1. Field of the Invention
The present invention generally relates to an electric motor structure that is provided with a rotor cooling structure. More specifically, the present invention relates to an electric motor structure with a rotor cooling structure utilized in both a radial gap electric motor in which a stator and a rotor are arranged to face each other in a radial direction with respect to a rotary shaft, and an axial gap electric motor in which a stator and a disk rotor are arranged along a rotary shaft to face each other in an axial direction with respect to the rotary shaft.
2. Background Information
Some conventional electric motors are equipped with a rotor cooling structure in which a rotor of the electric motor is cooled by a coolant. For example, Japanese Laid-Open Patent Publication No. 2003-219607 discloses a rotor cooling structure for a radial gap electric motor. In this publication, a tubular shape stator and a tubular shape rotor are coaxially arranged with respect to a rotary shaft so as to face each other across a radial gap formed between the stator and the rotor. In this publication, a rotor cooling structure is provided for the radial gap electric motor in which a cone-shaped interstitial coolant passage is formed between the rotor and a rotary shaft in an axial direction of the rotary shaft. The interstitial coolant passage is configured such that an external diameter of the interstitial coolant passage increases as it approaches a coolant outlet from a coolant inlet. Thus, the coolant introduced into the interstitial coolant passage flows from the coolant inlet to the coolant outlet to cool the rotor due to the centrifugal force of the rotor.
Moreover, a rotor cooling structure for an axial gap electric motor in which a stator and a disk rotor are arranged along a rotary shaft such that the stator and the rotor face each other across an axial gap formed between the stator and the rotor has also been proposed. In such rotor cooling structure for an axial gap electric motor, the rotor is provided with a recessed cooling surface portion and a coolant is supplied to the cooling surface portion via a communication passageway formed in the rotary shaft. The centrifugal force of the rotor is utilized to make the coolant flow from radially inward direction to radially outward direction along the cooling surface portion, thereby cooling the rotor.
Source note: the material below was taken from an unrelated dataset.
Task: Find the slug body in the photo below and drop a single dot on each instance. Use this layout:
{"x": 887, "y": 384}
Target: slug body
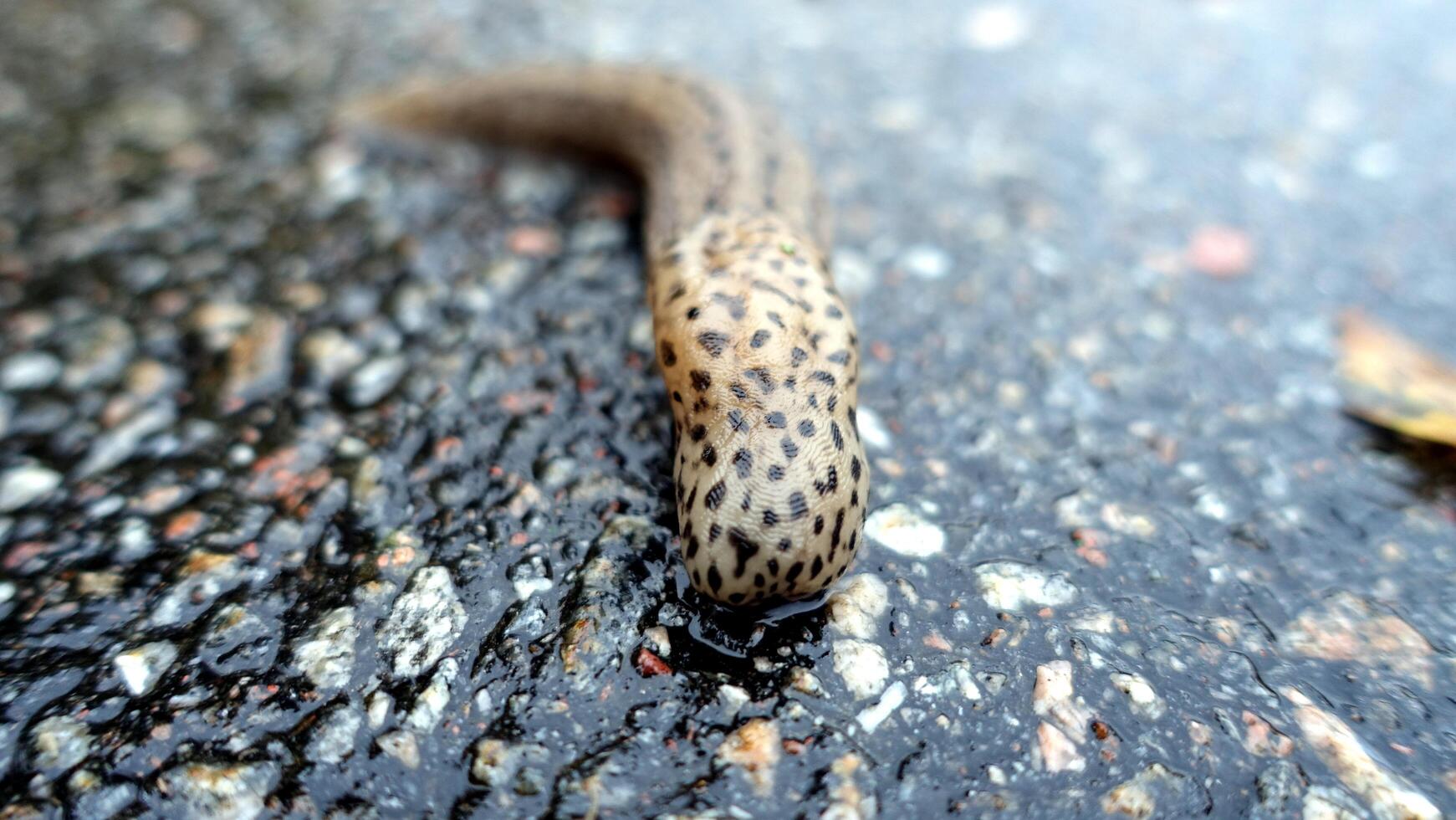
{"x": 756, "y": 347}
In both conventional rotor cooling structures for the radial gap electric motor and the axial gap electric motor mentioned above, the coolant is forced against the cooling surface of the rotor by the centrifugal force of the rotor such that a liquid film of the coolant having a prescribed thickness flows across the cooling surface. Thus, the rotor can be cooled with a high level of cooling performance.
In view of the above, it will be apparent to those skilled in the art from this disclosure that there exists a need for an improved electric motor structure. This invention addresses this need in the art as well as other needs, which will become apparent to those skilled in the art from this disclosure.